Re: [PATCH v8 4/5] locking/qspinlock: Introduce starvation avoidance into CNA

From: Peter Zijlstra
Date: Tue Feb 04 2020 - 12:28:24 EST


On Tue, Feb 04, 2020 at 11:54:02AM -0500, Alex Kogan wrote:
> > On Feb 3, 2020, at 10:47 AM, Waiman Long <longman@xxxxxxxxxx> wrote:
> >
> > On 2/3/20 10:28 AM, Peter Zijlstra wrote:
> >> On Mon, Feb 03, 2020 at 09:59:12AM -0500, Waiman Long wrote:
> >>> On 2/3/20 8:45 AM, Peter Zijlstra wrote:
> >>>> Presumably you have a workload where CNA is actually a win? That is,
> >>>> what inspired you to go down this road? Which actual kernel lock is so
> >>>> contended on NUMA machines that we need to do this?

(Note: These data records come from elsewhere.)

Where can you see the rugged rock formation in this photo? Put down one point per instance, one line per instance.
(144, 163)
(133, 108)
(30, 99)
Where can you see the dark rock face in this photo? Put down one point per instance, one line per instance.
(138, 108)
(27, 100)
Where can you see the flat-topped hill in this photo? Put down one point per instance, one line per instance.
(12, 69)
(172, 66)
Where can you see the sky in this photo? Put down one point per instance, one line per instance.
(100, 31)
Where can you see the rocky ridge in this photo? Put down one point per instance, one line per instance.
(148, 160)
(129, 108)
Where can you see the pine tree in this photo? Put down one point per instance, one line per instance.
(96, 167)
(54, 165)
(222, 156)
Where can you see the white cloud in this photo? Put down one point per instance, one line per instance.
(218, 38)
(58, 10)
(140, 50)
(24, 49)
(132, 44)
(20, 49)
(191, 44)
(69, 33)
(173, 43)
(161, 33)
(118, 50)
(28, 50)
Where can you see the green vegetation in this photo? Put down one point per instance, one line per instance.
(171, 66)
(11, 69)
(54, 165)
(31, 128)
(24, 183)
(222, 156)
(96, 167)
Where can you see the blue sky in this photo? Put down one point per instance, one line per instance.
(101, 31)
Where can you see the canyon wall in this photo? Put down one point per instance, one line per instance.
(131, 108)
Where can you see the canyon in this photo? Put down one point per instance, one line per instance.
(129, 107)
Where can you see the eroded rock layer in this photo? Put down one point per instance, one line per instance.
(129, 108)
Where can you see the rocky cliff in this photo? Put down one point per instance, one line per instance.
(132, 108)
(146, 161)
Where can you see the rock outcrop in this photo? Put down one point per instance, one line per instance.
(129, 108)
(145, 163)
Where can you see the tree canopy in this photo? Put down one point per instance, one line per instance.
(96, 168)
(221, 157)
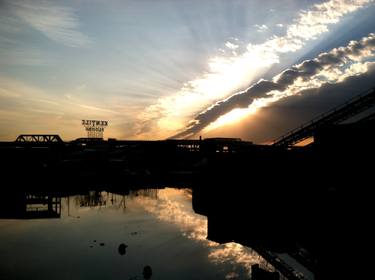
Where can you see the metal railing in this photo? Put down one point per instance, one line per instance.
(352, 107)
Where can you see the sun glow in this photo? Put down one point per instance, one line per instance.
(239, 114)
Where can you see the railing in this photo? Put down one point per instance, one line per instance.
(39, 138)
(354, 106)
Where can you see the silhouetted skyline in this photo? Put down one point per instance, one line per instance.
(155, 69)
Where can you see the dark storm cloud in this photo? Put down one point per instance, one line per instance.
(304, 71)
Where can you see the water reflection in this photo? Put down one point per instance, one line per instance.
(145, 233)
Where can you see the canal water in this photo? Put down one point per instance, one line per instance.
(101, 235)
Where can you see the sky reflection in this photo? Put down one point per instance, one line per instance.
(158, 228)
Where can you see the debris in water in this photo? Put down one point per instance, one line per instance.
(122, 249)
(147, 272)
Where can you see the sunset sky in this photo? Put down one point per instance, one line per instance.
(252, 69)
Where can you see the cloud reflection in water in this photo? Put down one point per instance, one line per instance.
(174, 206)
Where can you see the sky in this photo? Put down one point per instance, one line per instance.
(249, 69)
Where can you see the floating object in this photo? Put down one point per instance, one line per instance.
(122, 249)
(147, 272)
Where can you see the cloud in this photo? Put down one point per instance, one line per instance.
(309, 74)
(56, 22)
(261, 28)
(289, 113)
(230, 72)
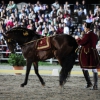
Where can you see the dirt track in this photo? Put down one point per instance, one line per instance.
(73, 90)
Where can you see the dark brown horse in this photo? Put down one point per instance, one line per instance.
(62, 47)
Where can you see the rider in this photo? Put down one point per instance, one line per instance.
(88, 56)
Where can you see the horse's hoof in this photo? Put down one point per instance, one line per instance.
(43, 84)
(22, 85)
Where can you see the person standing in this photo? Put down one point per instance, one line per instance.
(88, 55)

> There are quite a few actually. files_struct.file_lock, file_lock_context.flc_lock
> and lockref.lock are some concrete examples that get very hot in will-it-scale
> benchmarks.

Right, that's all a variant of banging on the same resources across
nodes. I'm not sure there's anything fundamental we can fix there.

> And then there are spinlocks in __futex_data.queues,
> which get hot when applications have contended (pthread) locks â
> LevelDB is an example.

A numa aware rework of futexes has been on the todo list for years :/

> Our initial motivation was based on an observation that kernel qspinlock is not
> NUMA-aware. So what, you may ask. Much like people realized in the past that
> global spinning is bad for performance, and they switched from ticket lock to
> locks with local spinning (e.g., MCS), I think everyone would agree these days that
> bouncing a lock (and cache lines in general) across numa nodes is similarly bad.
> And as CNA demonstrates, we are easily leaving 2-3x speedups on the table by
> doing just that with the current qspinlock.

Actual benchmarks with performance numbers are required. It helps
motivate the patches as well as gives reviewers clues on how to
reproduce / inspect the claims made.